Vous l'avez sans doute croisé dans les couloirs de l'ALBA ou peut-être même vous enseigne-t-il l’art du dessin ! Pour certains, c’est un homme de caractère; pour d’autres, c’est un homme à deux facettes. Je voulais savoir qui était réellement l’énigmatique Jean-Marc Nahas. C'est dans la quiétude de son atelier au sixième étage qu'il ma reçu pour me raconter son parcours artistique.

Jean-Marc Nahas et Paris
Très jeune, il quitte son pays pour Paris afin de démarrer une nouvelle vie. A l'âge de 17 ans, il découvre qu’il est destiné à la peinture et commence sa formation à l’Ecole Nationale des Beaux-Arts (E.N.S.B.A.). Ce ne fut pas facile pour lui de me raconter son expérience parisienne : il semblait ne pas vouloir en parler, lui qui préfère s'exprimer par ses œuvres. « A Paris, il n’a pas eu le temps de vivre tellement il voulait apprendre. Il a côtoyé des artistes auprès de qui il a beaucoup appris : « les écoles et les bouquins t'apprennent beaucoup de choses mais les choses essentielles, tu les apprends par les hommes eux-mêmes. » Puis, il continue : « je raconte ma vie sur mes toiles à partir d'un certain vécu au risque d’ arrêter de vivre aux dépens de mes personnages. Je ne fais parfois plus la différence entre réalité et fiction. »
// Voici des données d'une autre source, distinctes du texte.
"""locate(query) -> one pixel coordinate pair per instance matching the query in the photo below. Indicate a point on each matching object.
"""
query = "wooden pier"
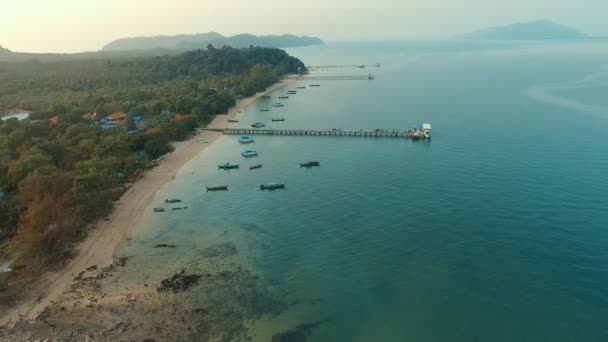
(360, 66)
(333, 78)
(324, 132)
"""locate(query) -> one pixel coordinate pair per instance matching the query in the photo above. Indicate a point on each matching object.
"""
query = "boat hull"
(217, 188)
(310, 164)
(272, 186)
(228, 167)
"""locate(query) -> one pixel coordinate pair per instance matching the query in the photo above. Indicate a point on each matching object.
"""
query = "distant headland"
(201, 40)
(533, 30)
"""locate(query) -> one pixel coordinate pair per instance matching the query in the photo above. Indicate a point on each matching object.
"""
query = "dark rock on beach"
(164, 245)
(179, 282)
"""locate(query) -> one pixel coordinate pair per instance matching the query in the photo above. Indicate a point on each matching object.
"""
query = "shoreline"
(107, 235)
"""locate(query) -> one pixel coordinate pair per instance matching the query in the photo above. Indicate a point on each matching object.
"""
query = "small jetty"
(312, 67)
(423, 133)
(333, 78)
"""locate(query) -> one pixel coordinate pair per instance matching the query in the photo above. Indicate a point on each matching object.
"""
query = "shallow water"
(493, 231)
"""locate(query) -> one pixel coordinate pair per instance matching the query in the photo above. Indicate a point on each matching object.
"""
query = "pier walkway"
(411, 133)
(360, 66)
(332, 78)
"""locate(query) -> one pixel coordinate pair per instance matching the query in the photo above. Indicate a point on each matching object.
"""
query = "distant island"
(201, 40)
(533, 30)
(162, 45)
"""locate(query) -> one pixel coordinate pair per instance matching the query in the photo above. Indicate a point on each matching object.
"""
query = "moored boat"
(217, 188)
(310, 163)
(245, 139)
(228, 166)
(272, 186)
(249, 153)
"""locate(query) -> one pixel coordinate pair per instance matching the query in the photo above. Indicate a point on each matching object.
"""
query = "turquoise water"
(496, 230)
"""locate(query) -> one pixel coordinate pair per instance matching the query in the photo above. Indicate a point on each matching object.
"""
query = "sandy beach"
(96, 252)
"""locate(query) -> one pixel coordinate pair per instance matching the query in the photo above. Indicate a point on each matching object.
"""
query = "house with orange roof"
(114, 118)
(54, 119)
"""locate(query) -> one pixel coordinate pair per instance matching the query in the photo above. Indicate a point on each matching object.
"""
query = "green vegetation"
(58, 177)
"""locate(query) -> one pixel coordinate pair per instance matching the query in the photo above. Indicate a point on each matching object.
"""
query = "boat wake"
(546, 94)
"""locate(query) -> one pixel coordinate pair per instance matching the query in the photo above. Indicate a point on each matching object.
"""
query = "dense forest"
(57, 177)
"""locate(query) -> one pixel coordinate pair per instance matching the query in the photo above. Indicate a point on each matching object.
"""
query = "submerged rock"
(301, 333)
(220, 250)
(179, 282)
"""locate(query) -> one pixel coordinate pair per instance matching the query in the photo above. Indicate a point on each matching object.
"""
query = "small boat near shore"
(228, 166)
(310, 163)
(217, 188)
(272, 186)
(249, 153)
(246, 139)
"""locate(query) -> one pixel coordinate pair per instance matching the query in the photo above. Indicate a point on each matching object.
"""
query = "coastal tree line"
(57, 178)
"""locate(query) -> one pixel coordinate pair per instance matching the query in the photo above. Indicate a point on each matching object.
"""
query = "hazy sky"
(80, 25)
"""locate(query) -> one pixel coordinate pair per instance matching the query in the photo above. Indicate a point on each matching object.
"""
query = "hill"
(533, 30)
(201, 40)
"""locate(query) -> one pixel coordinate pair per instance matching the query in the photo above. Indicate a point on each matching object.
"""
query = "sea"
(494, 230)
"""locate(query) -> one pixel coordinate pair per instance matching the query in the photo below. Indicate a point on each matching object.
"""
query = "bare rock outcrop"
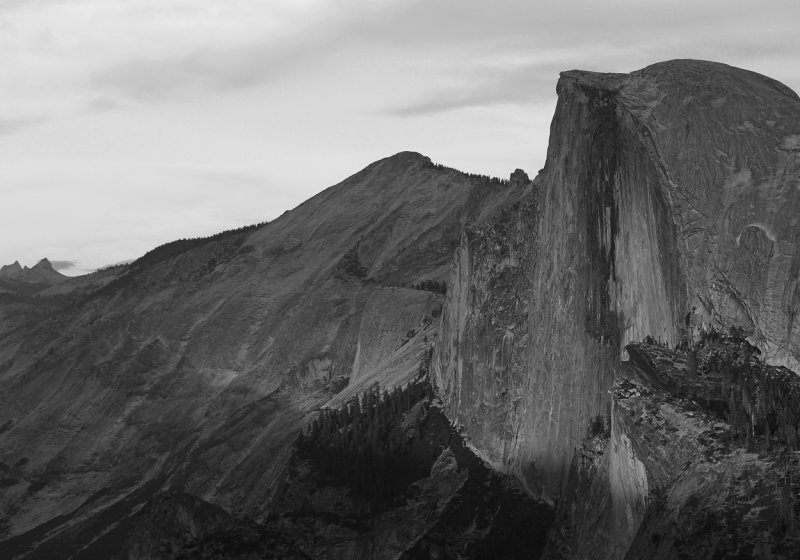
(667, 206)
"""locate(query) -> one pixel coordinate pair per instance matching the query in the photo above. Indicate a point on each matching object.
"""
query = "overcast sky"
(125, 124)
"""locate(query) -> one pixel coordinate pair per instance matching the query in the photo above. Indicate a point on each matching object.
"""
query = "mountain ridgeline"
(421, 363)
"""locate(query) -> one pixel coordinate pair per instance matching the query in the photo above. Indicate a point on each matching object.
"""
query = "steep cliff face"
(195, 367)
(668, 205)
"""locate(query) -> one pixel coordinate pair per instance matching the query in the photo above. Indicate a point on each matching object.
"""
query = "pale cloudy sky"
(125, 124)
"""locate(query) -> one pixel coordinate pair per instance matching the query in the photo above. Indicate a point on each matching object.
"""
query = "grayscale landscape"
(595, 359)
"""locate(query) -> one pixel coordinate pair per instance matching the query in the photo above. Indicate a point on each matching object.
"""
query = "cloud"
(63, 265)
(512, 86)
(14, 125)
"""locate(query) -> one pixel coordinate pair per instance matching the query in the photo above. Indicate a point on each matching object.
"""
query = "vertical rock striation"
(668, 205)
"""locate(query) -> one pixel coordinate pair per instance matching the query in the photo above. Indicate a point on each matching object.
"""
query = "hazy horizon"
(128, 124)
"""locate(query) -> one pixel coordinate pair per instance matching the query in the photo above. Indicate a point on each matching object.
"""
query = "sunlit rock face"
(668, 204)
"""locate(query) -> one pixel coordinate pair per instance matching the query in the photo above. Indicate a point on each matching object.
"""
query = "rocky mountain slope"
(195, 367)
(617, 334)
(668, 205)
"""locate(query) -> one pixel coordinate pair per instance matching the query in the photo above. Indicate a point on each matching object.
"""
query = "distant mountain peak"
(10, 270)
(41, 273)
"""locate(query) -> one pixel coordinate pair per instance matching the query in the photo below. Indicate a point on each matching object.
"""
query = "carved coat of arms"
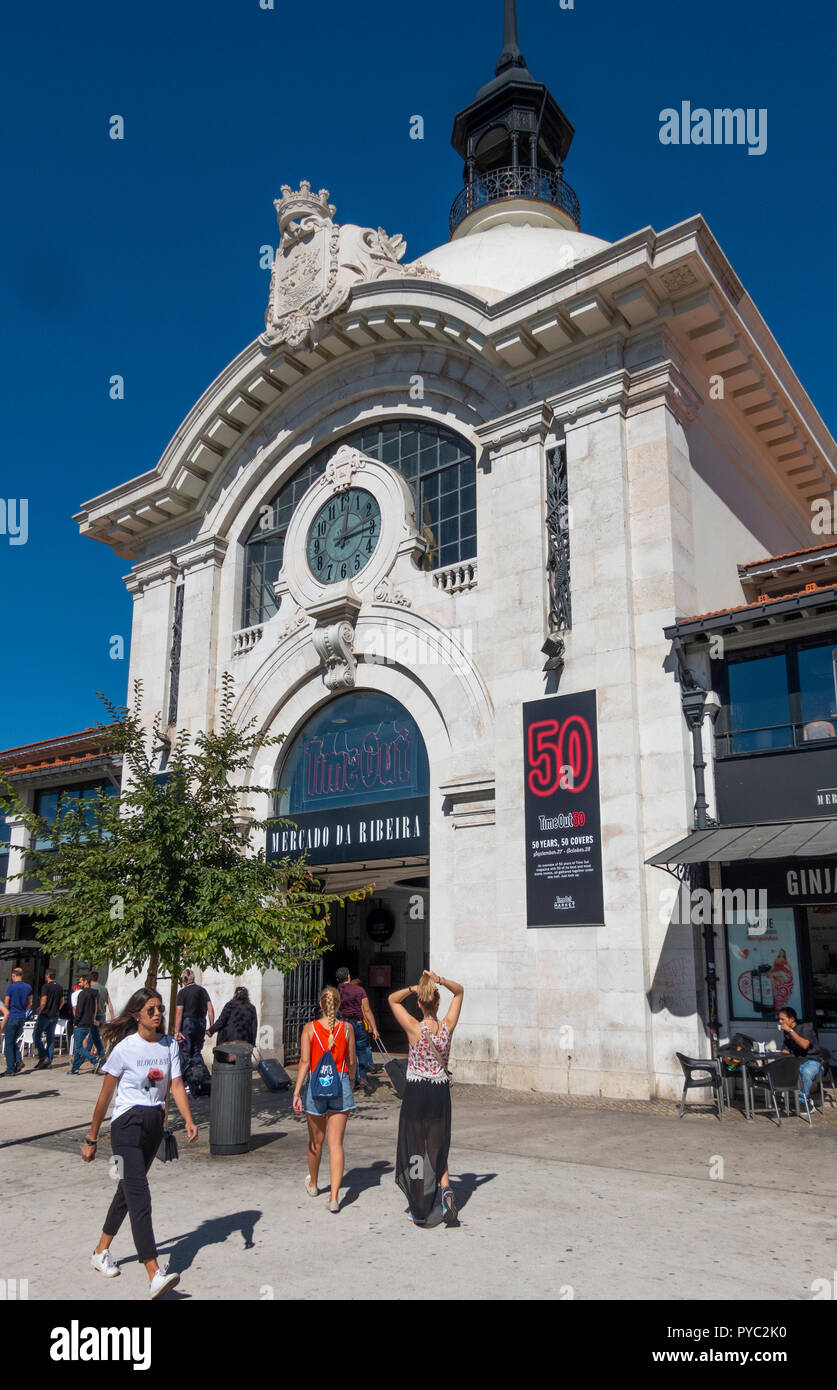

Jean-Marc Nahas et la peinture
Jean-Marc Nahas a choisi la peinture comme moyen d'expression, c’est là son atout majeur. « Je n’ai aucun respect pour la peinture conventionnelle. A mon sens, la peinture contemporaine doit survivre par une implication différente, un engagement plus politique et plus social. Elle doit prendre une dimension toujours nouvelle. Le peintre doit toujours rester conscient de ce qui l’entoure. Avoir abordé la guerre dans son travail récent apparaît étrangement visionnaire aujourd’hui puisqu’à la veille de l’attentat contre Rafic Hariri, il exposait au Centre Culturel Français une fresque de dix mètres, intitulée « Beyrouth mon amour » , où il décrit la guerre. Une succession de dessins, où jaillit la douleur. « Il me fallait cracher sur cette guerre et le lendemain, cette guerre renaissait de ses cendres. Une seule chose est sûre : devant la toile il faut tout dire, verser son âme, n’avoir ni retenue ni pudeur. »

Jean-Marc Nahas et l’ALBA
Lui demandant de parler de son expérience à l'ALBA, Jean-Marc me répond qu'il s’y plaît, considérant ce monde bruyant d’élèves-artistes très intéressant. Il passe beaucoup de temps à l’Académie, où il a son atelier. Il y apprécie l’approche humaine et l’émulation constante : "je m’intéresse aux gens et et les gens s’intéressent à moi !". Ceci se reflète sur son travail de peintre qui devient plus libre. Bref, à l'ALBA, Jean-Marc Nahas a compris qu'il ne pouvait pas vivre seul.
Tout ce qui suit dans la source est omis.